BT to make EE its main brand
Two huge brands that everyone in the UK knows—BT and EE—are essentially one entity. That they are one and the same will now be widely publicised, as BT has announced that they plan to promote EE as the organisation’s consumer-facing brand.
This doesn’t mean BT is disappearing. The move is more of an admittance that landlines are no longer used by households throughout Britain in the way they once were. As a consequence, there’s not the same need for the BT brand anymore; focusing on EE and mobile phones, therefore, makes perfect sense for the company. The BT brand will continue for BT Sport, and BT Openreach will operate as normal.
The conglomerate will sell broadband through both BT and EE. You may wonder why they would bother doing this, but the move will make more sense in coming years. For starters, you may have noticed a new style of broadband promoted recently, with the claim that it’s ‘unbreakable’. This is because BT’s wi-fi now works in tandem with EE’s 5G network, to not only boost download/upload speeds, but to also guarantee connectivity at all times. I believe it’s this initiative that’s seen BT focus on its EE brand. (The parent group also owns Plusnet—its value brand—which will operate in the same way as before.)
EE was originally formed through a merger between France’s Orange and Germany’s T-Mobile, and it was bought by BT in 2016 for £12.5bn. At the time, the UKs largest broadband and landline provider also owned the UK’s second biggest mobile phone provider. Though I know of BT historically, EE seems the larger company, in my opinion. Personally, as someone on the precipice of my twenties, I’ve never used BT; however, I have been a customer of EE ever since its incarnation from Orange.
You see more EE promotions than BT adverts these days, too. I’m sure everyone reading this has heard or seen Kevin Bacon talking about EE’s superfast mobile network, whereas I’d struggle to think of a recent BT ad or promotion. The CEO of BT’s Global Services, Bas Burger, describes EE as a service for consumers and BT as a product for businesses, globally.
This just confirms the end of landline phones for me. The only people I know who still use them are my grandparents, and even then, they have mobile phones. I’ll often just ring their mobiles instead of the house phone. In this regard, it makes complete sense to push the EE brand over BT…why try to sell mobile phones under the BT name when EE is already an established brand? In fact, it’s not just established, it’s the second largest mobile phone company in the UK.

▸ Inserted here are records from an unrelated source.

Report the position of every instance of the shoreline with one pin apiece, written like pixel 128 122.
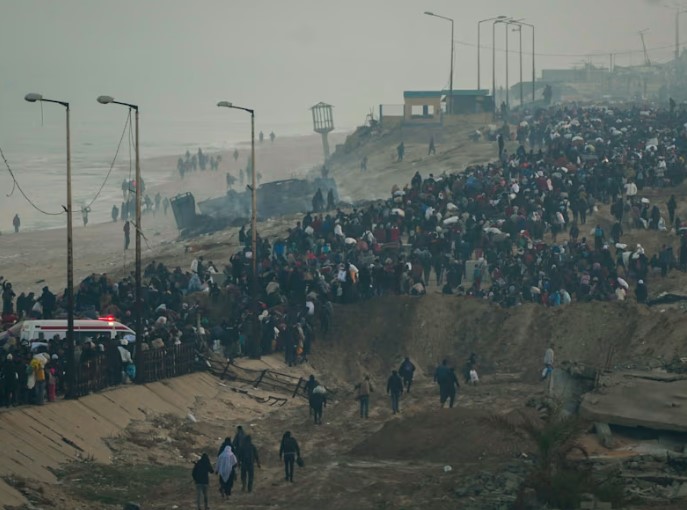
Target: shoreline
pixel 286 157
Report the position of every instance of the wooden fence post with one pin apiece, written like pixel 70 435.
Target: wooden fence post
pixel 257 383
pixel 298 386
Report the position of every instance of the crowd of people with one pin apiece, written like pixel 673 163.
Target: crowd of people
pixel 519 229
pixel 522 228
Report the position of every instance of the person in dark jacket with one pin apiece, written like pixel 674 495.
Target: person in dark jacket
pixel 641 292
pixel 407 371
pixel 248 458
pixel 318 401
pixel 289 451
pixel 394 387
pixel 452 387
pixel 236 443
pixel 201 476
pixel 225 443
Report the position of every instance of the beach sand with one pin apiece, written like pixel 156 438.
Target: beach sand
pixel 31 260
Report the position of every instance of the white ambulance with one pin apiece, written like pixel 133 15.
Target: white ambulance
pixel 39 331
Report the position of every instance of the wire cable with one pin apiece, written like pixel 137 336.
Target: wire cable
pixel 126 124
pixel 572 55
pixel 16 183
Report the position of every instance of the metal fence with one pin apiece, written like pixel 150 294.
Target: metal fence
pixel 167 362
pixel 101 371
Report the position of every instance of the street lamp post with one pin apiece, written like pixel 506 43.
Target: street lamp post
pixel 450 86
pixel 493 58
pixel 138 318
pixel 479 48
pixel 533 57
pixel 256 348
pixel 71 365
pixel 519 30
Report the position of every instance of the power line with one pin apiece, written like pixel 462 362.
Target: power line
pixel 16 183
pixel 126 124
pixel 574 55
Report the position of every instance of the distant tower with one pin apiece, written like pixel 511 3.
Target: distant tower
pixel 323 123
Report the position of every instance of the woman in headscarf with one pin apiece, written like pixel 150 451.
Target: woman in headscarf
pixel 225 468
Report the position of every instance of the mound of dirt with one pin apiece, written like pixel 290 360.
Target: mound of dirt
pixel 445 436
pixel 374 336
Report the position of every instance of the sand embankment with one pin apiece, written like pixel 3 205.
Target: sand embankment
pixel 37 439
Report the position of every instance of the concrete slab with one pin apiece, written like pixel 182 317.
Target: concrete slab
pixel 32 438
pixel 636 402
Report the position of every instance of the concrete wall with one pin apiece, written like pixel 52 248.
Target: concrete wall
pixel 34 439
pixel 433 102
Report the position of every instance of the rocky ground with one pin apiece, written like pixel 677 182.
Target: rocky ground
pixel 426 456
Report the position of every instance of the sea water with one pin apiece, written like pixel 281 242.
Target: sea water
pixel 36 152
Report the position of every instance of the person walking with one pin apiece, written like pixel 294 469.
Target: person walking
pixel 394 387
pixel 248 458
pixel 238 440
pixel 400 151
pixel 127 234
pixel 453 386
pixel 407 371
pixel 548 362
pixel 364 389
pixel 201 476
pixel 432 148
pixel 672 206
pixel 442 376
pixel 226 462
pixel 318 401
pixel 289 451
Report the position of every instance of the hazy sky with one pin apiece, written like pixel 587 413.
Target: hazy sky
pixel 177 58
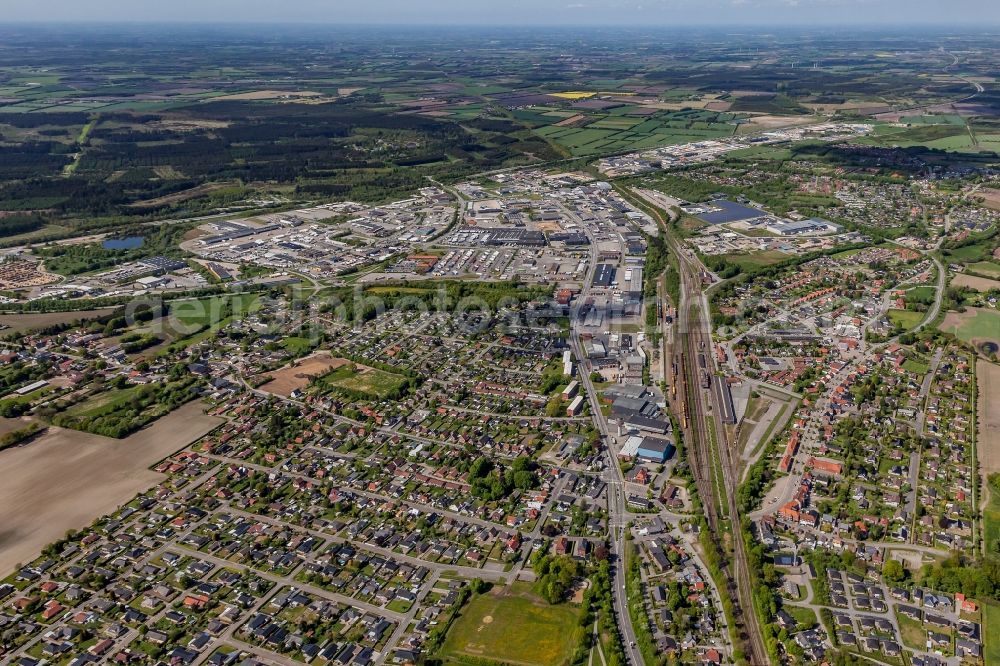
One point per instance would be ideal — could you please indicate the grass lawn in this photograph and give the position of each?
(991, 628)
(912, 633)
(515, 628)
(805, 617)
(905, 319)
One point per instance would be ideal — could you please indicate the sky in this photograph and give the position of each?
(647, 13)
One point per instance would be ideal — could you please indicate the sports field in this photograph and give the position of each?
(515, 628)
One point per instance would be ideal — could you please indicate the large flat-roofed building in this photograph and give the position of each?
(604, 275)
(655, 449)
(794, 228)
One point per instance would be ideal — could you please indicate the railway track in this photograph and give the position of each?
(693, 338)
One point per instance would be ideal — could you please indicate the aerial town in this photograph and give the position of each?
(732, 399)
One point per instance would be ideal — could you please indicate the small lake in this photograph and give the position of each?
(130, 243)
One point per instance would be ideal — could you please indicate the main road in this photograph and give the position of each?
(693, 337)
(617, 516)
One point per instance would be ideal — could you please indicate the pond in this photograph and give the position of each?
(129, 243)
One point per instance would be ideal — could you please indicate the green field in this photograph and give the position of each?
(757, 259)
(915, 366)
(991, 517)
(989, 268)
(296, 345)
(975, 324)
(103, 403)
(515, 628)
(362, 379)
(905, 319)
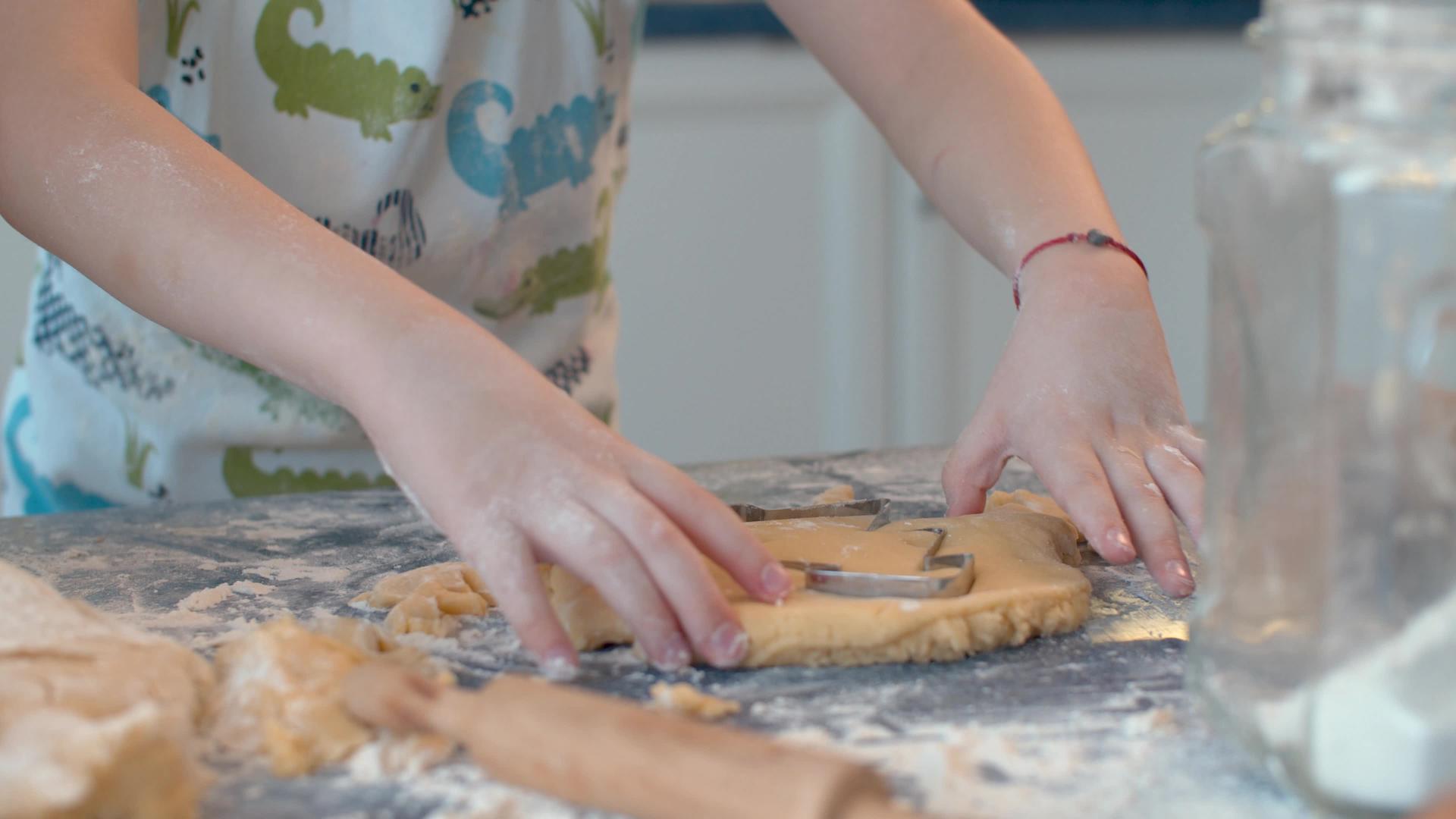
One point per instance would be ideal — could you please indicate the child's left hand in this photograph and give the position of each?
(1085, 392)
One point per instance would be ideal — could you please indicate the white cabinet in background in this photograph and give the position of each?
(785, 287)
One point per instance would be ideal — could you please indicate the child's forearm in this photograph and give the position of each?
(965, 112)
(105, 178)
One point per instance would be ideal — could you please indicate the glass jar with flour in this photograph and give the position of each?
(1326, 629)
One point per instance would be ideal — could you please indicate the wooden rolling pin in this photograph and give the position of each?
(610, 754)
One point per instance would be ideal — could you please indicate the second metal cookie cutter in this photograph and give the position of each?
(833, 579)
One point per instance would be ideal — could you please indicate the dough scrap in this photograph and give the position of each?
(95, 717)
(1027, 585)
(278, 692)
(842, 493)
(686, 700)
(430, 599)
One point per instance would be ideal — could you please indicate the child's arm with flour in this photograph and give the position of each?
(504, 463)
(1085, 390)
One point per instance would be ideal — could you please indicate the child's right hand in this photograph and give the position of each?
(517, 474)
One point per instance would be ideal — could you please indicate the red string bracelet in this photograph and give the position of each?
(1092, 237)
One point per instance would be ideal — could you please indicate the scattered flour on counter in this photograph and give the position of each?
(459, 790)
(206, 598)
(299, 569)
(209, 598)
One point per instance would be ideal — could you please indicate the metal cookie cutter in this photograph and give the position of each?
(830, 579)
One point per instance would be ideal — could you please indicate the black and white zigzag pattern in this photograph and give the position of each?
(398, 246)
(570, 371)
(60, 330)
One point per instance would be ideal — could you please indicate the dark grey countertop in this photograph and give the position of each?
(1063, 17)
(1095, 722)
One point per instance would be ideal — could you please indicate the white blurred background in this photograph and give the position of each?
(786, 290)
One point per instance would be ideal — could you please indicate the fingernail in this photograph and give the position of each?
(1119, 547)
(775, 580)
(728, 645)
(676, 656)
(560, 667)
(1183, 580)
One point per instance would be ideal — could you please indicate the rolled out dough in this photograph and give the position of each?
(278, 694)
(96, 719)
(1027, 585)
(683, 698)
(430, 599)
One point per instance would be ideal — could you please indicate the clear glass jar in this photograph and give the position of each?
(1326, 630)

It’s not uncommon for businesses to acquire/merge with other businesses, and there’s the potential for sister brands to become confused with each other as a result. The John-Lewis partnership is a good example of when it’s done correctly. Most people know that John-Lewis and Waitrose are owned by the same company, but it’s difficult to confuse these brands, which is how it should be. I think that’s what BT is trying to do with EE—they’re trying to remove all confusion. They’re trying to make it clear that BT and EE are the same company, but that they offer very different things.